No matter where you sit in the financial services industry, the future is exciting and opportunistic, but it also brings new challenges to financial advisors’ businesses, said Bernie Clark, executive vice president of Schwab Advisor Services. Those challenges are driven by the change we expect to see over the next 10 years. Advisors must get ahead of that change, embrace it and figure out how it impacts their clients, Clark said, speaking at Schwab’s annual IMPACT Conference in Chicago.
Some advisors react to change with their heads in the sand, ignoring it, while others react with anticipatory anxiety. But Clark said most advisors in the room “wear a catcher’s mitt.” They want to control the change, and move in the direction that best serves clients.
What are some of those tectonic changes that will most impact clients? The ascendance of artificial intelligence is one. Some 25 million jobs will be lost to robotics in 10 years, Clark said, referencing a Forrester research report. That’s three times the number of jobs lost in the financial crisis. In the next 10 to 15 years, we’ll be largely a robotic economy. Clark believes we’re not far off from hearing clients say, “Alexa, please open an IRA account for me.”

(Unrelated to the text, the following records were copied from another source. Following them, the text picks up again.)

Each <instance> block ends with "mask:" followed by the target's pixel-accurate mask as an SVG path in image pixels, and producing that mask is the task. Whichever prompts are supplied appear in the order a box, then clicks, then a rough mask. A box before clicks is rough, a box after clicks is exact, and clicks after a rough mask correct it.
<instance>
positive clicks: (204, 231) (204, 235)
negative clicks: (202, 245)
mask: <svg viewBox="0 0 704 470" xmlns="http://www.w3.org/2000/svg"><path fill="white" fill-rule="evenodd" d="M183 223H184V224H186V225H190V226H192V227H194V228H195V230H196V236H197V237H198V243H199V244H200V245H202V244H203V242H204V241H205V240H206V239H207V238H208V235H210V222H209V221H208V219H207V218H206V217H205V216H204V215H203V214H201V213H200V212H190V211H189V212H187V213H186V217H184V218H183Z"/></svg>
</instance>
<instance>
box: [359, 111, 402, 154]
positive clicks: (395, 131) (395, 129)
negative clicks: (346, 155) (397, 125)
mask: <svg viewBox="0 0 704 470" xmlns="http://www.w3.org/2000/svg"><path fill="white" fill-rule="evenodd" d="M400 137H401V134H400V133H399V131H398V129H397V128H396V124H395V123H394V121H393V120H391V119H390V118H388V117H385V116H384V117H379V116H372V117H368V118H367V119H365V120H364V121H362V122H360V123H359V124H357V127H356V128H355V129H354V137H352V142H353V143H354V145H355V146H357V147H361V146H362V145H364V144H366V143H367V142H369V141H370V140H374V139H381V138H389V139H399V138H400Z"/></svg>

Walt Bettinger, president and CEO of The Charles Schwab Corp., said we’re in the beginning of the game in terms of leveraging artificial intelligence for portfolio management. Every financial firm will have a digital advice offering, but the key will be finding the balance between technology and people. “Pure technology unabated can create significant problems,” he said. In other words, small coding errors can compound into numerous problems.
Healthcare is another area that’s changing rapidly, Clark added. Advisors’ models will have to change with it. The possibilities include moving to a single payer system, Obamacare getting repealed and replaced, and the inevitable emergence of health savings accounts. Advisors will need to embrace HSAs and figure out how they’ll be utilized.
With these changes, advisors have the opportunity to grow their role with clients. They have the power to help clients navigate it by doubling down on new expertise, Clark said. That expertise may not be in the typical financial markets, but in other areas of clients’ lives. Advisors need to ask different questions and engage clients on social media. A critical part of their role is to push clients in new directions.
One thing that will not change, Clark argued, is the value of independent advice. Independent advisors are better positioned to seize the opportunities of the future.
More traditional firms are trying to act and behave like independent registered investment advisors, Bettinger added. That’s natural in a competitive world. The problem is those firms have structural differences from RIAs.
As far as Morgan Stanley’s recent exit from the protocol, “it was foreseen,” Clark said. “This is an organization that thinks they can lock people down.” Other firms will likely follow, but it could accelerate the move to independence.